Mais le spectacle le plus extraordinaire et le plus curieux est encore celui qu’offre cette foule accourue de tous les pays pour célébrer la fête de saint Félix. Elle se compose surtout de paysans, c’est-à-dire des derniers qui soient venus au christianisme, de ceux qui s’étaient séparés après tous les autres et avec le plus de regret de la vieille mythologie. Aussi n’étaient-ils encore chrétiens qu’à moitié. Ils gardaient avec obstination beaucoup de pratiques de leur ancien culte, qu’une longue habitude leur avait rendues chères. Ils arrivaient à Nole en famille, avec leurs femmes, leurs enfans et quelquefois leurs bestiaux. Ils continuaient à croire qu’il n’y avait pas de meilleur moyen de se rendre la Divinité favorable que de lui faire des sacrifices sanglans, et ils s’empressaient d’offrir à saint Félix le mouton ou le bœuf qu’ils immolaient autrefois à Jupiter ou à Mars.
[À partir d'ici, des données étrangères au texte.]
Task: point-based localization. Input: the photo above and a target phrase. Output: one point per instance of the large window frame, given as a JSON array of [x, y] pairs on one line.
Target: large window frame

Comme ils venaient de loin, ils arrivaient le soir et passaient la nuit sans dormir pour se préparer à la fête du lendemain. C’était un souvenir de ces pervigilia ou veillées sacrées qui précédaient les grandes cérémonies païennes ; ces veillées, ils ne les consacraient pas à la prière et au jeûne, comme il eût été convenable de le faire ; ils les passaient en joyeux festins, ce qui était encore une tradition ancienne que l’église avait supportée sans rien dire pendant deux siècles ; elle venait d’y renoncer avec éclat. Saint Ambroise et saint Augustin s’étaient élevés contre cette habitude de célébrer la fête des martyrs par des repas qui souvent dégénéraient en orgies, et leur exemple avait entraîné la plupart des évêques. Saint Paulin se montrait plus accommodant. Il lui répugnait d’être rude à ces simples de cœur, et de contrister ces braves gens qui ne savaient pas mal faire. Quand ils arrivaient exténués de fatigue, transis de froid, mourant de faim, il les laissait se reposer et se réjouir sous les portiques où il leur donnait l’hospitalité. Tandis qu’il jeûnait et priait dans sa cellule avec ses compagnons, il ne se scandalisait pas trop d’entendre leurs chants joyeux et le bruit de leurs verres. Seulement il nous raconte qu’il imagina de faire peindre sur les murs des portiques des histoires tirées de l’Ancien et du Nouveau Testament, et se félicite beaucoup d’avoir eu cette idée. Il comptait que les paysans, qui n’étaient pas accoutumés à voir d’aussi beaux tableaux[1], les regarderaient avec admiration l’un après l’autre et qu’une partie de la nuit se passerait

  1. Saint Paulin dit positivement que ce n’était pas l’habitude de peindre dans les églises des reproductions d’êtres animés, raro more ; mais cet usage se répandit à cette époque et devint bientôt général.